No ha de aplaudirse jamás al atleta que derrote a otro y después vocifere que él conocía el resultado de antemano; ni al intérprete que se alce con un premio en un certamen artístico y luego diga sin sonrojos que se hizo justicia al talento; ni al estudiante que exponga sin preguntárselo: «yo fui el mejor de mi grupo, yo fui el único que aprobó, yo… yo…».
Al respecto, el ensayista español del siglo XIX Juan Donoso Cortés escribía que nada sienta tan bien en la frente del vencedor como una corona de modestia. Sin embargo, en estos tiempos esa corona parece haberse llenado en ocasiones de fanfarronadas y bullicios.
Hay quienes hasta aprueban la autosuficiencia —quizá inconscientemente— planteando que existen los «autosuficientes suficientes» y esos merecen el crédito y la justificación a contrapelo de los «autosuficientes insuficientes».
Tal vez eso también ayudó a que la plaga haya crecido ahora más que ayer. Porque casi no tengo dudas: hoy, a escala social, deben existir más charlatanes que en épocas en que la instrucción y la cultura eran, en hipótesis, menores.
He ahí otro de los peligros: que el mal se propague y penetre en los nervios sociales hasta que algunos de los éxitos anquilosen la vida. Recordemos que la autosuficiencia genera en sí misma un sentimiento de superioridad y, por consiguiente, poco afán de dejar atrás los defectos y vicios.

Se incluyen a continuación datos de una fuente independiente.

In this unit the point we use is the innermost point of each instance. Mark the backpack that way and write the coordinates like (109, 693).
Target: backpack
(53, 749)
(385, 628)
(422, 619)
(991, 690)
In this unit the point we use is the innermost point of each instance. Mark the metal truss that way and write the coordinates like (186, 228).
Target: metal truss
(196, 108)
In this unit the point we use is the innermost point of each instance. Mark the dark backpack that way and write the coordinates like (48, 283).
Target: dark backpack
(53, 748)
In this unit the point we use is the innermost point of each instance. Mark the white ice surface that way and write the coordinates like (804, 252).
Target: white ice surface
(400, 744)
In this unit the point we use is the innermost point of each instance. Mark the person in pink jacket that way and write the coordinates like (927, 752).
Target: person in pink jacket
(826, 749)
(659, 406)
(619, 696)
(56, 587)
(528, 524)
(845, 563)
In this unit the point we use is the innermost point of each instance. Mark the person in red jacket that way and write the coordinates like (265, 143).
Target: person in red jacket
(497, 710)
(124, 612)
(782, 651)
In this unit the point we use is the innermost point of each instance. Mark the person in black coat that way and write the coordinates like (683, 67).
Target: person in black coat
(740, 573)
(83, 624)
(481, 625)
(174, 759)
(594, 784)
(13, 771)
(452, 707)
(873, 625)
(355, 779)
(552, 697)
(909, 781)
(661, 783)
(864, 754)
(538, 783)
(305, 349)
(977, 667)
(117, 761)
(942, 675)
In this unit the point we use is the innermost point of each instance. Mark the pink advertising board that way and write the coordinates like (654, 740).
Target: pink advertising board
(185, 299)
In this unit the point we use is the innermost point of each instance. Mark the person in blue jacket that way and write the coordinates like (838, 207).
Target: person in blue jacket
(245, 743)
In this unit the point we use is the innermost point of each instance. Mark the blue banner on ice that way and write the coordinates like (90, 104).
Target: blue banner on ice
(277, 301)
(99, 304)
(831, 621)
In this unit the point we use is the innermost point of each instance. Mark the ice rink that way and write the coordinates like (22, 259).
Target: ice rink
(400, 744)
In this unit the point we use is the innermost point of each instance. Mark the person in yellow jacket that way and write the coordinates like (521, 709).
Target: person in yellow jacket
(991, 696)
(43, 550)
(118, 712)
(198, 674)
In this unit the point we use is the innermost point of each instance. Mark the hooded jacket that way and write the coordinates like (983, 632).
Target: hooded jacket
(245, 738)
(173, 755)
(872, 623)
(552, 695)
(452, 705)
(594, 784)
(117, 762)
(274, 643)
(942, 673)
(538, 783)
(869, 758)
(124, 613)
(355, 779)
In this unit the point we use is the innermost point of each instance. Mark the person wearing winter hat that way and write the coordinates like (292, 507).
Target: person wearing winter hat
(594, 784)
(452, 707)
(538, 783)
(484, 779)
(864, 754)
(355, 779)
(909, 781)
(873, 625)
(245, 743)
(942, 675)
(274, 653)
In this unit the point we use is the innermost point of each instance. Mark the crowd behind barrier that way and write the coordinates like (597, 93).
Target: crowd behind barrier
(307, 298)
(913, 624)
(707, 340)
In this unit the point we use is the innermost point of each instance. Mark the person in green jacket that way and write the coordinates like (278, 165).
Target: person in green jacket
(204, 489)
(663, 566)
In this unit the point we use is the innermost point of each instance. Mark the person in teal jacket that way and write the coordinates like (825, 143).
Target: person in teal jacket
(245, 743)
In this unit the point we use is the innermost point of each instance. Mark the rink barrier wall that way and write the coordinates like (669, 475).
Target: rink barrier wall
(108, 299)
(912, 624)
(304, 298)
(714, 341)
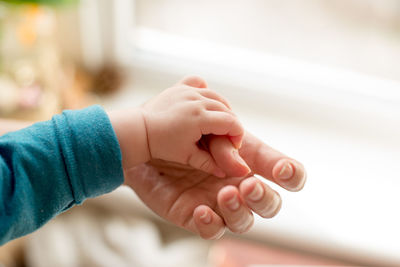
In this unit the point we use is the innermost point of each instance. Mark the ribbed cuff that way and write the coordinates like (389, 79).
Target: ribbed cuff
(91, 152)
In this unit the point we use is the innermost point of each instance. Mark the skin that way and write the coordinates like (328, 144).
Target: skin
(192, 197)
(170, 126)
(202, 203)
(205, 204)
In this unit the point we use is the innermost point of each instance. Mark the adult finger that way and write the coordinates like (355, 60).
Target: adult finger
(238, 218)
(209, 224)
(214, 95)
(260, 198)
(193, 81)
(262, 160)
(227, 156)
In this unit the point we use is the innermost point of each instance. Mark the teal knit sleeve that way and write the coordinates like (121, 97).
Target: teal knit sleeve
(48, 167)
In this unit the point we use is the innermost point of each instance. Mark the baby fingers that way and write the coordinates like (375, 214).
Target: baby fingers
(260, 198)
(222, 123)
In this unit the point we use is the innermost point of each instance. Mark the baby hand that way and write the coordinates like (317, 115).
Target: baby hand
(170, 126)
(180, 116)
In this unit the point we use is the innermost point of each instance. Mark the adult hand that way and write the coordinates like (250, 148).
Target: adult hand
(205, 204)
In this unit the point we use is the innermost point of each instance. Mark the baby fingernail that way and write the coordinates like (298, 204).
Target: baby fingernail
(239, 159)
(233, 203)
(257, 193)
(273, 207)
(219, 173)
(286, 171)
(205, 217)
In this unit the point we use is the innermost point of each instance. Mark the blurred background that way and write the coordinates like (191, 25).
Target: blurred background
(318, 80)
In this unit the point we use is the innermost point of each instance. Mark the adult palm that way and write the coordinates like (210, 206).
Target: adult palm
(205, 204)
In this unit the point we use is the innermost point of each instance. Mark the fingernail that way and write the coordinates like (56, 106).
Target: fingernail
(257, 193)
(244, 223)
(236, 141)
(219, 173)
(239, 159)
(286, 171)
(271, 209)
(233, 204)
(205, 217)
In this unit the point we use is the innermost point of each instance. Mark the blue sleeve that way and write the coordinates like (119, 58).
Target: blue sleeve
(51, 166)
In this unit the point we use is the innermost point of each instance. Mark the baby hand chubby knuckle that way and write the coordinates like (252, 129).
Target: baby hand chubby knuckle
(206, 164)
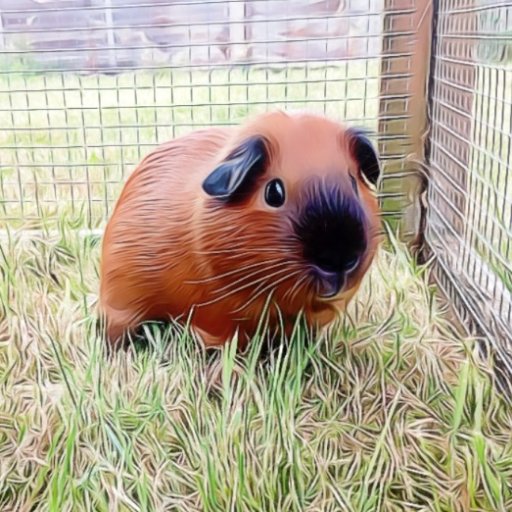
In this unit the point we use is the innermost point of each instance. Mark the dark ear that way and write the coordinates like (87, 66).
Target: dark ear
(237, 170)
(365, 154)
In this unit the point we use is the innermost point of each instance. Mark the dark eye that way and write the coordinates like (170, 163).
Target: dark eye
(274, 193)
(354, 184)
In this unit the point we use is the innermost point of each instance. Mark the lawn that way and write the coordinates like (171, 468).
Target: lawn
(69, 141)
(392, 411)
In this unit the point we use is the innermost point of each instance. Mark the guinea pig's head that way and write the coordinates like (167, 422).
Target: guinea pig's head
(290, 209)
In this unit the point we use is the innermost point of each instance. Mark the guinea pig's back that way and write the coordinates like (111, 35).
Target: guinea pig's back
(151, 231)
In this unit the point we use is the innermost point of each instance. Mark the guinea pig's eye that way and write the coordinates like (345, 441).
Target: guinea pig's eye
(354, 184)
(274, 193)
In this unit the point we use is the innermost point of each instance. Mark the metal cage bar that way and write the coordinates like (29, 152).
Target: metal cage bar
(469, 223)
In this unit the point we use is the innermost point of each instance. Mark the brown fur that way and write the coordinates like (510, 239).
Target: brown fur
(167, 248)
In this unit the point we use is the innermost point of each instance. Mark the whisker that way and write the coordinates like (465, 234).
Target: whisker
(274, 285)
(295, 287)
(253, 274)
(248, 285)
(230, 272)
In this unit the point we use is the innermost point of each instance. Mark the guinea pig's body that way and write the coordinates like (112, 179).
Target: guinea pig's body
(224, 221)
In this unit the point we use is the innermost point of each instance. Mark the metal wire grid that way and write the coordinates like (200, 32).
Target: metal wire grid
(469, 227)
(77, 115)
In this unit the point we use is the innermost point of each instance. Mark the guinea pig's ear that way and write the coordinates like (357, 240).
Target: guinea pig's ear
(237, 170)
(365, 154)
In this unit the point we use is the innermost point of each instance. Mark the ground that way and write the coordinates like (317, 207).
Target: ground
(394, 411)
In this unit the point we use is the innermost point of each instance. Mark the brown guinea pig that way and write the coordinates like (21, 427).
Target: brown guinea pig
(216, 225)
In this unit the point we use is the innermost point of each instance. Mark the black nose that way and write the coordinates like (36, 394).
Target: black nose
(332, 230)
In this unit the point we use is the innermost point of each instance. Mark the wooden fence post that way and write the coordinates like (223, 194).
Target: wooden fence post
(403, 109)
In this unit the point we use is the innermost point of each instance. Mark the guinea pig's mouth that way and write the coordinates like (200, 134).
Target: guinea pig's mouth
(329, 283)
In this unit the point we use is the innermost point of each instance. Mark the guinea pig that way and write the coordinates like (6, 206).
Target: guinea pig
(218, 225)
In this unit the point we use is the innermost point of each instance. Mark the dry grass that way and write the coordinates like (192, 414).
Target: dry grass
(392, 412)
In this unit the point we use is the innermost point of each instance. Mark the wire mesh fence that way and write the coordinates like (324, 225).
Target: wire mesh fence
(469, 226)
(88, 87)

Y engendra la filosofía de creerse infalible de faltas y desprovisto de dudas, esas que tanto se necesitan en cualquier circunstancia para crecer y progresar. La autosuficiencia, en fin, fecunda espejismos y ocasos porque, como decía un duque ibérico de siglos pasados, cuando «uno empieza a sentirse autosuficiente comienza a sembrar su decadencia».